Craig and his wife Kim have lived in Houston for nine years. “I had considered other locations for this business, but Houston is our home and we aren’t going anywhere. We raised our three kids here, this is their home,” he says.

A New Coffee Way

Craig was working in commodities trading when he started down what he calls a “sensory path for coffee” five years ago. “I have always had an interest in commodities and it is interesting that coffee is primarily an imported product. We’ve already done some work with the Port of Houston, which is one of the reasons I named the business Ship Channel Trading Company. Houston is already a very large coffee port.
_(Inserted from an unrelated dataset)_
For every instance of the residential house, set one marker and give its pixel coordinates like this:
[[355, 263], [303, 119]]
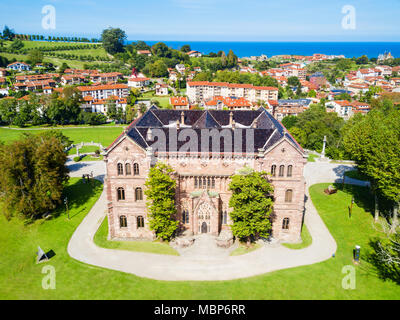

“It is one of five ports in the country to which you can deliver the coffee. A lot of coffee that comes into the Houston port gets redistributed throughout the country,” Craig explains.

Craig obtained his Q Arabica Grader License in 2018. The Q system is an internationally recognized protocol for evaluating coffee quality certified by the Coffee Quality Institute (there are less than 600 active Arabica Q graders in the U.S.). Ship Channel Trading Company is a member of the Specialty Coffee Association of America and the Greater Houston Coffee Association.

“One of my favorite taglines is ‘Good coffee doesn’t need sugar and bad coffee doesn’t deserve it’. There is a lot of bad coffee out there,” Craig says. “Our goal is to educate consumers on what they are drinking.

“And having a coffee experience, where you can have an extremely high-rated coffee from a place like Ethiopia and you can have a similar-rated coffee from a place like Guatemala and they are going to taste very different. And the differences are distinct.”

Craig hopes to educate consumers’ palettes via coffee tasting flights.

“Coffee is a lot like wine,” he notes. “A wine varietal has between 600 to 800 volatile compound aromatics, what people can taste and smell. Roasted coffee has over 1,000 aromatics, so it is technically more complex even than wine once it is has been roasted.”

Ship Channel Trading Company, once it opens, will be a coffee roastery and public house. The focus is on coffee, but they will offer beer, wine and coffee cocktails as well. The property, which sits on about an acre of land, also has a 5,000 square-foot garden area currently being landscaped that will have a gate.

“The idea is you can come with your family, relax on Saturday, have a coffee, have a glass of wine, and really just have an experience they may not have had before,” Craig says.

After the flood, while they have had a tremendous amount of assistance in getting the building back in order, Craig isn’t sure when they will be able to open officially. It primarily depends on when they will be able to get the coffee roaster back in working order.

If you’re interested in supporting Ship Channel Trading Company now, there is an option to pre-buy the coffee, with the delivery date to be determined. Even though he currently can’t promise a delivery date, Craig assures that the coffee will be shipped once they are up and running.